In short, the article mentions various reasons why supercomputers won't break the exaflop (1,000,000,000,000,000,000 operations per second) limit anytime soon. The major concerns are well-known, i.e. power usage, cooling, cost, physical footprint, etc. Besides this, also the degree of use (actual vs peak flops), the huge memory/storage requirements concerns and the need for fault-tolerance were touched upon in the article.
First of all, I'm not sure whether I fully agree with the conclusion of the article. Although some of the problems mentioned seem like they're too hard to handle right now, we've seen some amazing things being accomplished the past couple of decades. Also, I kind of had a "the earth is flat"-feeling when reading the article, if you know what I mean. I might be wrong, though. When YouTube started to gain momentum a couple of years ago I felt like it would never work out because people wouldn't want to put videos of themselves online for everyone to see. Boy, was I wrong...
Nevertheless, the reason I'm bringing up this Slashdot post is because I feel the author(s) of the IEEE Spectrum article missed something.
During my PhD I "wasted" a couple of centuries of computing time on the university HPC infrastructure myself. Also, in the last couple of months since I've become part of the HPC-team at Ghent University, I've worked with scientists from various fields who run experiments on our (currently rather modest) HPC infrastructure. This experience with HPC systems from the point of view of the end users made me realize there is another important aspect which contributes to a successful HPC infrastructure, or supercomputer (if you insist): the users. Yes, them.
Even if you have a massive beast of a system, with a state-of-the-art network and storage infrastructure, the best processors money can buy and no budget limitations to pay for operational cost, it's the users that will determine whether or not it all pays off.

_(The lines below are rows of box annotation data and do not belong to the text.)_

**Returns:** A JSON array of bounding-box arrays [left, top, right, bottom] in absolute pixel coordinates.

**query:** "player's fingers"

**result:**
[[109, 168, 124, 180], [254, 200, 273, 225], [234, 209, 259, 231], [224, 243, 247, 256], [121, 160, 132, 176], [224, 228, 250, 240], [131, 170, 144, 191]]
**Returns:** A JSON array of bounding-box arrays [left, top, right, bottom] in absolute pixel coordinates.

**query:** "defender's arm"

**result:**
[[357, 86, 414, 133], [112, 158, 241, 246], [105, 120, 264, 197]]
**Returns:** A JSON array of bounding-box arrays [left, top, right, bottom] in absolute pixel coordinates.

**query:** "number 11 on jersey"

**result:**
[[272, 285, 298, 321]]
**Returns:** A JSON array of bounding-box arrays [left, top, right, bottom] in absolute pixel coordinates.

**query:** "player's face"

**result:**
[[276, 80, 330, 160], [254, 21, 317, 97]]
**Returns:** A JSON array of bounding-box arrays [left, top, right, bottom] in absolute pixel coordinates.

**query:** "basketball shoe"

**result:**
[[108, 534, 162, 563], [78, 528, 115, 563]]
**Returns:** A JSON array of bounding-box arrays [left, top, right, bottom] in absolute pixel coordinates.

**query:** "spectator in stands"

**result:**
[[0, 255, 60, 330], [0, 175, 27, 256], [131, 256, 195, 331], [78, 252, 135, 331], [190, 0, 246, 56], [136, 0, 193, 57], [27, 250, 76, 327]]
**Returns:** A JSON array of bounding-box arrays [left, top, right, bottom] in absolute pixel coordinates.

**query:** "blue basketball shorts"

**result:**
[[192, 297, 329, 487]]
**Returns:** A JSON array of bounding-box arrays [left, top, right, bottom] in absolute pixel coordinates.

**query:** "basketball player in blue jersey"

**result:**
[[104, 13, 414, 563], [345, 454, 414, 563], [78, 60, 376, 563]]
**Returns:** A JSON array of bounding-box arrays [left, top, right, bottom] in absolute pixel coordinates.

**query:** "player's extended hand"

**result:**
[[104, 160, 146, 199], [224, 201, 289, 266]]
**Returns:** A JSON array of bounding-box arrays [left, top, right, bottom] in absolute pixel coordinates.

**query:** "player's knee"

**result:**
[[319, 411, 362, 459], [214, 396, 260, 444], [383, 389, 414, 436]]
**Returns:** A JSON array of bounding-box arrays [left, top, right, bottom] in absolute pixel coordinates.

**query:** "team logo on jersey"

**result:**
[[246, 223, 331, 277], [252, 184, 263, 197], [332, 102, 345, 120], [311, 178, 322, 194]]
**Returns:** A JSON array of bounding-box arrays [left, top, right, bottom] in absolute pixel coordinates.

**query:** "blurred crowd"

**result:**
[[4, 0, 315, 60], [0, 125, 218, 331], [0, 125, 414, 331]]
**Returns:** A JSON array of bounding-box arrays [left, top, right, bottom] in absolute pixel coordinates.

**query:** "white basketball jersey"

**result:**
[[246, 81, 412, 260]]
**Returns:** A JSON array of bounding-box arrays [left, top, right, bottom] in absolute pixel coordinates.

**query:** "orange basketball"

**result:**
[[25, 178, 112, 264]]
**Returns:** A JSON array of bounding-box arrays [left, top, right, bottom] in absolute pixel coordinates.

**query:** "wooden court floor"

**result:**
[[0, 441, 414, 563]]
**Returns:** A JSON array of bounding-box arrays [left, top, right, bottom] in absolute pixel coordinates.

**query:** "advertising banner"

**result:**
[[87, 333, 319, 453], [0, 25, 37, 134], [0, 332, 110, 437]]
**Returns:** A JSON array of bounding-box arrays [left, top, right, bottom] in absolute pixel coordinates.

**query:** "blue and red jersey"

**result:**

Users need to know what they are doing, how to efficiently use the system, and how to avoid doing downright useless stuff on it. You won't believe how much computing time gets wasted by typos in scripts or quick-lets-submit-this-because-its-Friday-afternoon-and-I-need-a-beer experiments.
Frankly, I have no idea how they handle this at really large supercomputer sites, like the ones in the Top500 list. I hope they only start the really big experiments after thorough preparation, testing smaller-scale stuff first and making damn sure they've done the best they can to optimize the experiments. Otherwise, why even bother breaking the exascale limit?